Votre mission va aujourd’hui bien au-delà de la distribution de vêtements.
Oui, car les demandeurs d’emploi n’ont pas seulement besoin de vêtements adéquats : ils ont aussi besoin de conseils pour préparer leur entretien. Alors nous nous sommes entourés de bénévoles dans le domaine du conseil en image, des ressources humaines, et nous avons développé notre propre « coaching »issu de nos propres expériences.
A ce sujet, avez-vous le sentiment qu’il y a un manque de la part des services publics qui expliquerait que votre association ait rencontré un tel succès ?
Pas tout à fait, car nous n’avons pas la même approche que les différents services existants. Nous organisons des ateliers « coup de pouce » qui durent 2 heures et qui sont encadrés par 4 bénévoles. Nous privilégions la détente, la mise en confiance. Le service public, lui, travaille sur la durée. Je dirais donc que nous sommes complémentaires.

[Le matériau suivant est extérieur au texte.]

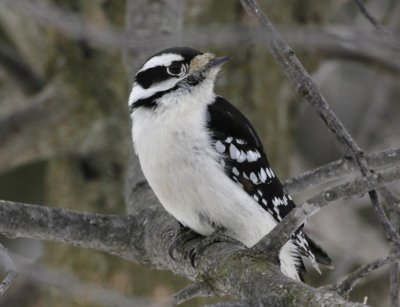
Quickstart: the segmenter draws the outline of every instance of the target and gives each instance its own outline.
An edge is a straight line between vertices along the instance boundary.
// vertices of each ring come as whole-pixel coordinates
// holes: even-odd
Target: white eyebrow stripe
[[[169,79],[160,83],[155,84],[154,86],[144,89],[138,83],[133,84],[132,92],[129,96],[129,106],[140,99],[145,99],[150,96],[153,96],[157,92],[162,92],[173,88],[175,84],[181,79]]]
[[[183,56],[175,53],[164,53],[161,55],[157,55],[148,60],[143,65],[143,67],[137,72],[137,74],[149,68],[153,68],[156,66],[169,66],[174,61],[182,61],[182,60],[184,60]]]

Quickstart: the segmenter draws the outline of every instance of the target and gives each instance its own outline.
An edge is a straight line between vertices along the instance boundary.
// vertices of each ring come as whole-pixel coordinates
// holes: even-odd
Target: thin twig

Vous intervenez dans beaucoup de très grandes entreprises. Quels liens avez-vous avec leurs collaborateurs ?
Nous avons la chance d’être accueillis pas des entreprises dont les collaborateurs, en plus de faire don de leurs vêtements, participent à leur tri. Cela a encore été le cas très récemment à la Société Générale qui nous a accueillis dans 20 entités de son réseau français avec un très beau résultat puisque plus de 2 000 kilos de vêtements ont été offerts à cette occasion ! Ce sont toujours des moments d’échanges très conviviaux. On propose parfois aussi aux salariés de participer à nos ateliers « coup de pouce ». Grâce à toutes ces rencontres, nous avons aujourd’hui une équipe d’environ 800 bénévoles en France, souvent spécialisés en recrutement. Nous avons en parallèle développé pour eux un « team building quizz » concernant la discrimination sur la manière de se présenter. Ils sont très souvent surpris de constater que certains d’entre eux la pratiquent sans le savoir.

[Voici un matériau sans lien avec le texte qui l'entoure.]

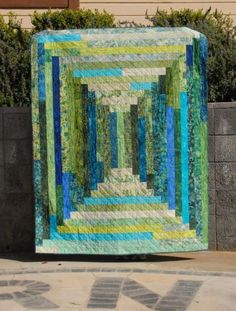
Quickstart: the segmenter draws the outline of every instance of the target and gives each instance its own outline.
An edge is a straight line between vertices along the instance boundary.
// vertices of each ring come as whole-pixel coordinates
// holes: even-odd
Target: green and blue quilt
[[[36,252],[208,248],[206,58],[188,28],[34,36]]]

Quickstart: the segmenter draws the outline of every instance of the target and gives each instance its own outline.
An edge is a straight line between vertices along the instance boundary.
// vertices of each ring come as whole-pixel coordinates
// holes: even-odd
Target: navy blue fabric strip
[[[62,157],[61,157],[61,122],[60,122],[60,68],[59,57],[52,57],[52,84],[53,84],[53,118],[55,144],[56,184],[62,184]]]

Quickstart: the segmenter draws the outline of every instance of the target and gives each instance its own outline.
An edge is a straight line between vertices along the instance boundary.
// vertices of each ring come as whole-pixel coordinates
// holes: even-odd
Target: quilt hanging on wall
[[[34,36],[36,252],[207,249],[206,58],[188,28]]]

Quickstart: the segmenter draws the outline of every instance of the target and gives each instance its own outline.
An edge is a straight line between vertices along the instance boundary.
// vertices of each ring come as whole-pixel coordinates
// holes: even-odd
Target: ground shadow
[[[186,255],[186,254],[185,254]],[[195,259],[192,254],[189,256],[166,255],[166,254],[148,254],[148,255],[58,255],[58,254],[36,254],[33,252],[24,253],[4,253],[0,254],[1,259],[17,260],[21,262],[42,262],[48,261],[78,261],[78,262],[168,262],[185,261]]]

Après 6 ans d’existence, où en êtes-vous et quels sont vos projets de développement ?
Depuis 2012, plus de 4 000 personnes ont été accueillies au sein de notre association et nous avons un taux de retour à l’emploi de 70%, ce qui est pour nous une vraie fierté. Concernant notre développement, nous sommes en phase d’essaimage en régions. Il existe aujourd’hui 9 « Cravates solidaires » en France et 1 en Belgique. Bien entendu, ces antennes locales doivent répondre à notre charte de valeurs et c’est nous qui assurons la formation de leurs bénévoles. Pourtant, lorsque nous avons démarré cette aventure dans mon studio, nous ne cherchions pas du tout à nous étendre, ce qui prouve que ce que nous proposons répond à un véritable besoin. Aujourd’hui, nous souhaitons poursuivre notre développement dans d’autres régions tout en réfléchissant à la structure du réseau, en créant, pourquoi pas, une fédération.